Harry's Engineering



Democratizing Kaplan-Meier

By: Michael Kaminsky

TL;DR: We've used Looker on PostgreSQL to allow anyone in the company to perform Kaplan-Meier analysis on our retention data to drive insights and make decisions.

At Harry’s, we strive to have a robust understanding of our customers, and we’re particularly interested in identifying features of customers and their behavior that increase retention and reduce churn. One of the key difficulties in these time-to-event analyses is that measures of central tendency often give a very incomplete picture of customer behavior and so more sophisticated methods are often required.

For example, if you want to understand customer retention, you might ask ‘of those who have made one purchase from us, how many have made two’? Unfortunately, this has a lot of potential to be misleading because not all of your customers have the same ‘exposure’. That is, customers acquired 3 years ago have had 3 years to come back, but customers acquired last week probably won’t have already made another purchase.

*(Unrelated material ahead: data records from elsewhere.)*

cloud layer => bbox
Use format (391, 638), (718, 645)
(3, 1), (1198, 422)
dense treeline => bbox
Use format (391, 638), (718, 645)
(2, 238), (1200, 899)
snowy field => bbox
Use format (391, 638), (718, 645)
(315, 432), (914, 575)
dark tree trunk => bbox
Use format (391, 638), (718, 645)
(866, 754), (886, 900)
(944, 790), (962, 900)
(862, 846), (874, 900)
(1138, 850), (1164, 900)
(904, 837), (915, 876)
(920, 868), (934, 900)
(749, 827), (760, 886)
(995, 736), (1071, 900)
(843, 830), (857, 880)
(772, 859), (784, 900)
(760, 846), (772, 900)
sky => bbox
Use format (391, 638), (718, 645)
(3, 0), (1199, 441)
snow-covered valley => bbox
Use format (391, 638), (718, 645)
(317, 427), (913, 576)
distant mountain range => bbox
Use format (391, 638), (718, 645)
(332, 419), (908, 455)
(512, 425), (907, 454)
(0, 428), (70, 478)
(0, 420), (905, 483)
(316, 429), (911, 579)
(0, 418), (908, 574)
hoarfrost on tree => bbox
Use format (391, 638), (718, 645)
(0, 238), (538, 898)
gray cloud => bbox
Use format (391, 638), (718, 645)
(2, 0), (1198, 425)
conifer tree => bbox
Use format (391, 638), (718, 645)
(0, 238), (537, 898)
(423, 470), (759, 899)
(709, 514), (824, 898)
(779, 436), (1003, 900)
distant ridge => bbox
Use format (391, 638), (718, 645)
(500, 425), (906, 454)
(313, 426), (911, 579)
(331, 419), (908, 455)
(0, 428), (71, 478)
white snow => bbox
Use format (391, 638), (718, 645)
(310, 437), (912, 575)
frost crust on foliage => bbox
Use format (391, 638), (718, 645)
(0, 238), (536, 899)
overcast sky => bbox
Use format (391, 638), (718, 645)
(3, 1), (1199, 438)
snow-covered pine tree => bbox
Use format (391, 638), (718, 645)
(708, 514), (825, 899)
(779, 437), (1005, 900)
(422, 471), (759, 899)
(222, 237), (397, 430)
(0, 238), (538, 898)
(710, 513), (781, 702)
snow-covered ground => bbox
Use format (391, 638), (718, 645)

You can fine-tune this line of questioning quite a bit to drive at something that’s pretty reasonable, but any single number is going to be missing key information because time-to-event analysis is fundamentally a two-dimensional problem – you need to know both how many events happened, but also when they are happening.

Enter the retention curves, which often looks something like this:

Example Curve

This curve is showing the cumulative share of customers who have made a second purchase among those who made a first purchase in Q1 or Q2 respectively. The higher your curves, the more customers are returning to buy your products, and the better your business is doing.

The catch with the way this is generally done in Excel is that you can only show the curve for as long as you have complete information. That is, if you want to show a retention curve for 52 weeks, everyone in the cohort has to have made their first purchase at least 52 weeks ago. This is sort of a bummer, because you are throwing away good information you have about the people who started at the beginning of the quarter and have made it to 52 weeks. Additionally, these curves don’t generalize well to comparing cohorts that aren’t based on time (e.g., gender) because it’s difficult to know what the correct denominator is for any given week since your cohorts didn’t all make their first purchases at the same time.

It turns out that this problem can be solved with Kaplan Meier analysis. Kaplan Meier analysis is a well-known statistical tool for understanding differences in survival rates across cohorts. Kaplan Meier is a well-studied technique and is very commonly used in medical research to assess the differential impact of treatment interventions on patient outcomes. As it turns out, Kaplan Meier analysis can also be used to effectively understand retention and churn among customers.

The key feature of Kaplan Meier analysis is that it is well suited to handling a phenomenon known as data ‘censoring’. Censoring occurs when you don’t have the same amount of observation time for all of the individuals in your study. In clinical trials, for example, this happens when patients ‘drop out’ of the study early: they move, or they stop being interested, or simply get sick of participating.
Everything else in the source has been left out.